Constantly on the lookout for new ideas or approaches on offense, it wasn’t long before Mike Riley’s attention was caught by the work of Mark Speckman at Willamette.
Speckman had taken the fly sweep and made it the foundation of his offense.
Intrigued, Riley dispatched offensive coordinator Danny Langsdorf and offensive line coach Mike Cavanaugh to Salem to learn some fly sweep concepts.
“It was unbelievable,” Cavanaugh said. “That was a big part of their offense and they ran it out of a variety of ways.
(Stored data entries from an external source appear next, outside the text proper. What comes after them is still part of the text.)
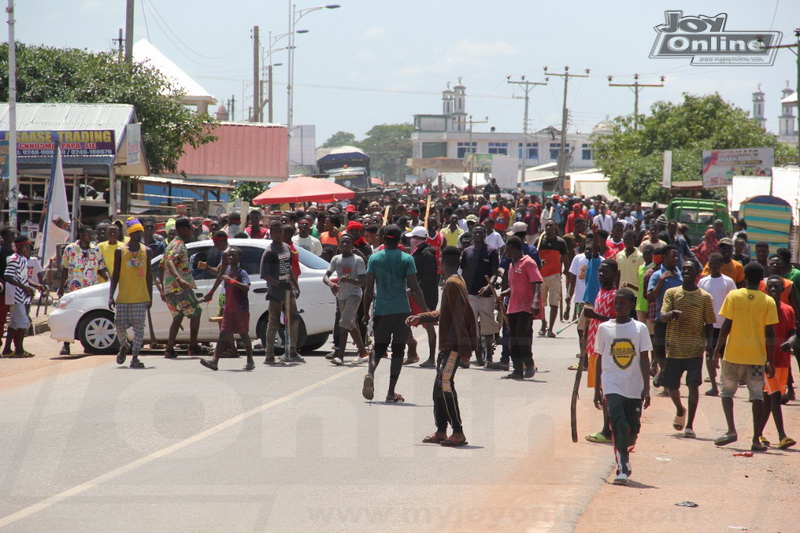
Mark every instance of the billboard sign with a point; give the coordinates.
(720, 166)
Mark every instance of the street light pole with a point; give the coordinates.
(294, 16)
(562, 154)
(636, 86)
(527, 87)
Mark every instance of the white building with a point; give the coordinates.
(443, 141)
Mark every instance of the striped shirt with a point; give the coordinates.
(17, 268)
(686, 336)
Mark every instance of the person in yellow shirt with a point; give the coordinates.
(730, 267)
(748, 339)
(108, 247)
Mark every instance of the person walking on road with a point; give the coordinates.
(82, 266)
(689, 314)
(457, 340)
(179, 287)
(622, 386)
(18, 296)
(748, 336)
(133, 276)
(392, 271)
(236, 315)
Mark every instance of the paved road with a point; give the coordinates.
(95, 447)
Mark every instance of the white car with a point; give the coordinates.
(84, 314)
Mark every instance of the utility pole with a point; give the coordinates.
(471, 148)
(636, 87)
(13, 188)
(129, 33)
(120, 40)
(527, 86)
(256, 116)
(562, 154)
(796, 52)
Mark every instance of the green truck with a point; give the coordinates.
(699, 214)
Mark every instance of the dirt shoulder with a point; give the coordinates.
(758, 493)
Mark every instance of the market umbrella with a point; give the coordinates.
(303, 189)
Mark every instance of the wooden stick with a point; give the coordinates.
(500, 306)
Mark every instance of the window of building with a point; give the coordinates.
(498, 148)
(464, 149)
(532, 151)
(555, 149)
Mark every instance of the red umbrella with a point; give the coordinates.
(303, 189)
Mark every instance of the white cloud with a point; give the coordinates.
(364, 56)
(371, 34)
“They had red light, green light, yellow light, basically where that ball could break at certain times as the sweeper came around. That was a little too complex. So we tried to keep it simple.”
Cavanaugh and Langsdorf returned to Corvallis with some basics that they could install into OSU’s pro-style offense.
The play essentially involves putting a receiver into motion, faking to a running back and handing the ball to the receiver, who sprints to the corner with the idea of getting into the open.
“It gives you the chance to put the ball in hands of some of your good players,” OSU receivers coach Brent Brennan said. “Some of your guys that have good speed in space.”
Cavanaugh said the fly sweep is fairly easy for the linemen to block for but puts pressure on the perimeter players to clear the way in space.
That can mean hitting a linebacker or a safety.
“That’s what we need to do on the perimeter is we’ve got to block,” Brennan said. “We’ve got to handle those guys and they’re not easy blocks because you’re out there for a long time.”
It wasn’t long before it turned into a major part of the Beavers’ arsenal.
James Rodgers did so well with the fly sweep that the Beavers became known for the play.
Rodgers put up some solid rushing numbers with the fly sweep and raced in from 25 yards to give the Beavers a 38-31 win over Oregon in two overtimes in the 2007 Civil War game in Eugene.
“Since James was here and we started making it a part of our identity, it’s been good to have for us,” Riley said.
Markus Wheaton also had some success with the fly sweep but the Beavers have needed it to bolster their run game this season and they’ve had the receivers to make it work.
Brandin Cooks has carried the ball 16 times for 106 yards and a touchdown, and Victor Bolden has six rushes for 43 yards.
The fly sweep was particularly effective at Washington State. Cooks had four carries for 34 yards and his score and Bolden had 27 yards on two attempts.
“When we have fast guys, explosive guys like Vic and Brandin, those fly sweeps will come alive,” receiver Kevin Cummings said. “They’ll start pulling people out of the box and give our run game chances to increase it in the middle. We kind of saw a little bit of that at Washington State so we saw it was working and what we can keep getting better at. It will develop.”
Langsdorf said the Beavers always test the waters with the fly sweep to see if they can get a big play.
Some games it’s clicking, others it gets shut down.
“There are teams that prepare for it better than others,” Langsdorf said. “Last week we used it more and we felt we had some good plays against them, so we kept doing it. If they have an answer and they devote some people to defend it, then it’s not so good and that’s week-to-week. It just depends on how they’re playing it.
“We continue to test that and see early on if we think we have it or not and when we do we keep running it.
As long as Riley and the Beavers keep getting players like Rodgers and Cooks in Corvallis, they’ll run the fly sweep.
“It’s our old standby,” Langsdorf said. “It’s something that’s stood the test of time and it’s given us great production.”